Fiasco.OC performance issues

Thu Feb 7 21:38:03 CET 2013

On Wed Feb 06, 2013 at 11:27:51 +0100, Sebastian Sumpf wrote:
> On 01/29/2013 12:09 AM, Adam Lackorzynski wrote:
> > On Fri Jan 25, 2013 at 00:00:26 +0100, Sebastian Sumpf wrote:
> >> On 01/17/2013 11:31 PM, Adam Lackorzynski wrote:
> >>> On Thu Jan 17, 2013 at 17:03:36 +0100, Sebastian Sumpf wrote:
> >>>> I recently upgraded Fiasco.OC to SVN revision 42 and experience some
> >>>> pretty severe performance degradation compared to revision 40 on the
> >>>> Pandaboard (SMP). It seems that 'simga0' and the root task stall for 5
> >>>> to 10 seconds during boot up. I tracked the issue down to be caused by
> >>>> the initial mapping operations, especially our root task maps all the
> >>>> available memory during bootstrap. Within the kernel the
> >>>> 'Context::xcpu_tlb_flush' is called for each mapping. The function sends
> >>>> an IPI (to CPU1 which is idle) and then waits for an IPI in order to
> >>>> signal the end of the operation. The whole operation seems to have
> >>>> gotten slower compared to revision 40, but I could not find many
> >>>> differences in the IPI-handling code. Do you have any ideas or
> >>>> suggestions what could cause the delay (maybe scheduling changes) and
> >>>> how to fix it?
> >>>
> >>> I noticed a similar/same thing but hadn't time to investigate yet.
> >>
> >> Okay, I just wanted to make sure that the problem is not at our side nor
> >> at our usage pattern.
> >> Another thing I wonder is: Since you now have second level cache support
> >> for the PandaBoard, how do I map DMA memory to a client? The problem
> >> seems to be that sigma0 maps all memory as cached. So what we have been
> >> trying to do is this: When someone requests DMA memory we map the page
> >> as uncached and then call 'l4_cache_dma_coherent' afterwards. This
> >> doesn't seem to work out well for our drivers. The thing I think I could
> >> gather is that memory that is mapped cached (sigma0, roottask) and
> >> uncached (client) at the same time has an undefined behavior (I might be
> >> wrong here) on ARM. So, what is the protocol to implement this on
> >> Fiasco.OC/L4RE setups?
> > 
> > Indeed, having memory with different attributes must be avoided.
> > But it's also about accessing that memory. So for example for sigma0
> > this isn't a problem because sigma0 does not touch the memory itself.
> > Is your roottask accessing the memory, i.e. pulling it into caches?
> 
> Yes this is the problem we're trying to solve.
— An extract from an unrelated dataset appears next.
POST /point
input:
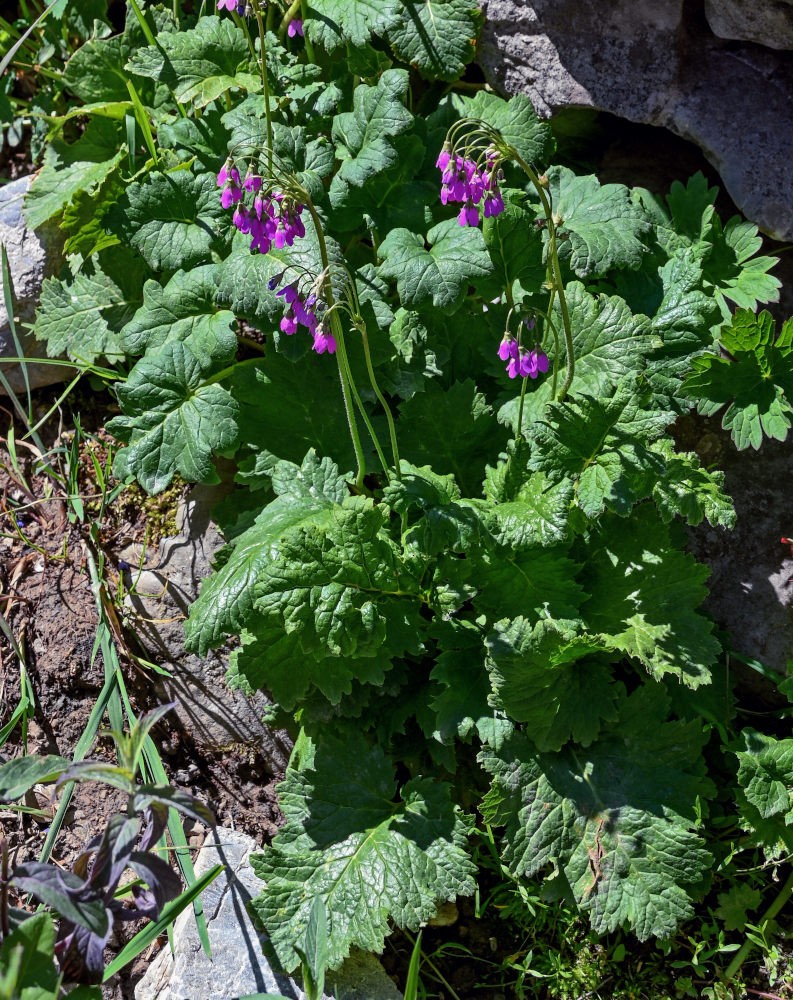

We don't have a notice of
> normal RAM and DMA pools within our roottask (if we had this, the
> question of how to dimension DMA pools would arise, also this seems to
> be an ARM only issue). So here is what we did with L1 caches enabled
> only: Acquire the memory in roottask, map it to the client as
> non-cacheable, zero out the memory (as it might have been previously
> used as normal RAM and for security reasons), clean and invalidate the
> data-cache. With the L2-cache enabled on PandaBoard, I tried to use the
> 'l4_cache_dma_coherent' function to accomplish the same behavior, which
> worked out well for the L1-case ... but it didn't. So, what am I doing
> wrong here, or isn't this supported anyways?

Sounds reasonable to me. Could you check whether
l4_cache_dma_coherent_full makes a difference in your setup?

Adam
-- 
Adam                 adam at os.inf.tu-dresden.de
  Lackorzynski         http://os.inf.tu-dresden.de/~adam/